OLEH: Arief Rosyid Hasan, Ketum PB HMI 2013-2015, Direktur Eksekutif Merial Institute
Sekitar dua tahun lalu, di salah satu koran di kota ini, penulis pernah memuat opini tentang “Indeks Pembangunan Pemuda Sulsel”. Singkatnya, penulis menyampaikan sejak tahun 2018, Indonesia sudah memiliki Indeks Pembangunan Pemuda (IPP). Indeks ini digunakan untuk mengukur sejauh mana kemajuan pembangunan kepemudaan di tingkat nasional hingga di daerah seperti Sulawesi Selatan (Sulsel), sehingga kita dapat menilai keberpihakan pemerintah terhadap generasi mudanya.
Lima domain mengukur IPP bersumber dari Susenas dan Sakernas, yaitu pendidikan, kesehatan dan kesejahteraan, lapangan dan kesempatan kerja, partisipasi dan kepemimpinan, serta gender dan diskriminasi. Masing-masing domain diukur melalui dua hingga empat indikator dari total 15 indikator yang digunakan. Hasilnya pada nilai IPP antarprovinsi 2019-2020, IPP Sulsel merupakan provinsi yang capaiannya paling jauh dari ekspektasi, mengalami penurunan terbesar yaitu -6,44 persen (jauh dari ekspektasi pertumbuhan sebesar 0 persen) dibandingkan provinsi yang lain. Situasi ini menggambarkan tidak optimalnya pembangunan pemuda di Sulsel.
Secara lebih rinci, IPP Sulsel mengalami penurunan angka dari 52,00 di IPP 2019 menjadi 48,67 di IPP 2020. Penurunan terjadi pada tiga domain, yaitu kesehatan dan kesejahteraan (5 poin), domain lapangan dan kesempatan kerja (5 poin), serta domain gender dan diskriminasi (6,67 poin), sedangkan domain pendidikan serta domain partisipasi dan kepemimpinan mengalami stagnasi atau jalan di tempat. Hanya domain pendidikan yang berada di atas angka nasional, domain kesehatan dan kesejahteraan serta domain gender dan diskriminasi nilainya sama angka nasional, dan domain lapangan dan kesempatan kerja serta domain partisipasi dan kepemimpinan di bawah angka nasional.

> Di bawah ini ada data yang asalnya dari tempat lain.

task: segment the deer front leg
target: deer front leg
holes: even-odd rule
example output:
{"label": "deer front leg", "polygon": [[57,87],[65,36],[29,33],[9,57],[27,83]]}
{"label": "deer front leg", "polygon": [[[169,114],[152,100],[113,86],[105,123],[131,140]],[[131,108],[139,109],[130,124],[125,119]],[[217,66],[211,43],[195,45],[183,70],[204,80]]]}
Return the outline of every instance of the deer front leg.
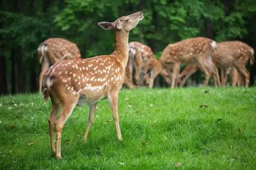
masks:
{"label": "deer front leg", "polygon": [[83,140],[84,141],[86,141],[86,139],[87,138],[87,136],[88,135],[88,133],[89,132],[90,128],[91,127],[91,125],[92,125],[92,123],[93,122],[93,118],[94,118],[94,113],[95,112],[95,109],[96,106],[97,106],[97,103],[90,106],[88,125],[87,125],[87,127],[86,128],[86,133],[83,135]]}
{"label": "deer front leg", "polygon": [[42,91],[42,77],[44,77],[44,74],[46,72],[47,68],[48,68],[50,65],[50,63],[48,63],[48,61],[45,61],[44,59],[42,62],[42,67],[41,69],[41,72],[40,73],[40,76],[39,77],[39,93],[41,94]]}
{"label": "deer front leg", "polygon": [[[77,101],[76,101],[77,102]],[[61,132],[64,124],[71,114],[73,109],[76,102],[73,104],[67,103],[62,105],[61,111],[55,122],[56,136],[56,157],[57,159],[61,159]]]}
{"label": "deer front leg", "polygon": [[241,63],[241,61],[235,61],[234,62],[234,65],[239,73],[240,80],[243,80],[243,82],[242,81],[240,81],[240,84],[243,82],[245,83],[245,87],[248,87],[249,85],[249,73],[246,68],[245,68],[244,64]]}
{"label": "deer front leg", "polygon": [[120,140],[122,140],[122,135],[121,134],[121,131],[120,130],[118,111],[117,108],[118,100],[118,93],[113,92],[109,94],[108,97],[111,111],[112,112],[112,115],[115,121],[117,138]]}
{"label": "deer front leg", "polygon": [[173,75],[172,77],[172,88],[174,88],[176,84],[177,77],[180,72],[180,63],[175,63],[173,65]]}
{"label": "deer front leg", "polygon": [[59,106],[52,101],[52,111],[51,112],[51,115],[49,118],[49,132],[50,138],[51,139],[51,149],[53,153],[55,153],[55,146],[54,144],[54,140],[53,139],[53,128],[54,127],[54,124],[55,123],[56,116],[58,113]]}

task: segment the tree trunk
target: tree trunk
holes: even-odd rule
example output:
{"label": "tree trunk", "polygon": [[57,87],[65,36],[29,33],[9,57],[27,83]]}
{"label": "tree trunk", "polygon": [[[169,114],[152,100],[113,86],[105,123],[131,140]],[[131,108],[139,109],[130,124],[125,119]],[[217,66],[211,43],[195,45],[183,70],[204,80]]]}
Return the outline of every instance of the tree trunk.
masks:
{"label": "tree trunk", "polygon": [[0,94],[7,93],[7,75],[6,71],[6,59],[4,56],[0,56]]}
{"label": "tree trunk", "polygon": [[12,90],[11,92],[12,94],[15,94],[17,92],[17,88],[16,87],[16,61],[15,55],[15,48],[12,48],[11,51],[11,83],[12,83]]}
{"label": "tree trunk", "polygon": [[24,92],[25,91],[25,78],[24,75],[24,70],[23,69],[23,61],[22,48],[18,46],[16,50],[16,58],[17,59],[17,89],[18,92]]}
{"label": "tree trunk", "polygon": [[37,81],[37,74],[34,70],[35,65],[34,64],[30,64],[30,91],[32,92],[35,92],[37,91],[38,88],[38,81]]}

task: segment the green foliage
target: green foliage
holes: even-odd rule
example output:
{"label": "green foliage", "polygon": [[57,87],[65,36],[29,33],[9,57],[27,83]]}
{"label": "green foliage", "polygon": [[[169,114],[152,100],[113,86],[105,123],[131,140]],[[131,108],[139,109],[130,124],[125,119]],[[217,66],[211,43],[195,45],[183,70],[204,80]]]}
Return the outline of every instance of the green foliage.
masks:
{"label": "green foliage", "polygon": [[183,169],[253,169],[255,96],[253,88],[122,90],[123,141],[117,139],[105,100],[98,103],[84,142],[89,109],[77,106],[64,125],[60,160],[50,151],[50,102],[37,94],[1,97],[0,166],[172,169],[181,164]]}
{"label": "green foliage", "polygon": [[[76,43],[82,58],[110,54],[114,46],[113,31],[103,30],[97,23],[140,10],[144,19],[131,32],[130,40],[143,42],[155,53],[168,43],[196,36],[218,42],[237,39],[252,43],[256,39],[253,0],[4,0],[0,55],[9,60],[11,49],[20,46],[24,68],[29,67],[26,64],[37,60],[39,44],[60,37]],[[206,27],[209,23],[210,27]],[[35,70],[39,67],[36,64]]]}

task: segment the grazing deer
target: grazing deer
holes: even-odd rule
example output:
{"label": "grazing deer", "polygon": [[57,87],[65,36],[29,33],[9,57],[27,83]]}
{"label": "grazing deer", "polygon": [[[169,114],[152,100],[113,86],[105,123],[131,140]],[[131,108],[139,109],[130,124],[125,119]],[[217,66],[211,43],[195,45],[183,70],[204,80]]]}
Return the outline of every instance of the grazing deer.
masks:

Data-data yang penulis peroleh dari IPP 2021 ini menyisakan banyak pekerjaan rumah yang harus diselesaikan oleh tidak hanya pemerintah, juga tentu semua pihak, utamanya teman-teman yang hari ini masih sebagai kategori pemuda di Sulsel. Beragam organisasi dengan banyak latar belakang, organisasi kepemudaan atau kemahasiswaan seperti KNPI, Cipayung Plus (HMI, PMII, GMNI, IMM, KAMMI, KMHDI, PMKRI, GMKI, Hikmahbudhi), Badan Eksekutif Mahasiswa, Organisasi Kedaerahan (HIPMA Gowa, IPMIL Luwu, Kepmi Bone), juga berbagai komunitas influencer hingga Ikatan Dara-Daeng Sulsel.
Gotong Royong Pemuda
Penduduk Sulsel jumlahnya 9,07 juta jiwa, 30,84 persen merupakan generasi Z yang lahir 1997-2012. Sementara itu, 24,31 persen adalah generasi milenial yang lahir 1980-1995, dan 11,13 persen adalah post gen Z yang lahir setelah tahun 2013. Artinya 66,28 persen atau sekitar 6 juta jiwa penduduk Sulsel adalah mereka yang berusia muda dan akan menjadi muda. Ini adalah modal besar untuk kejayaan Sulsel di masa depan.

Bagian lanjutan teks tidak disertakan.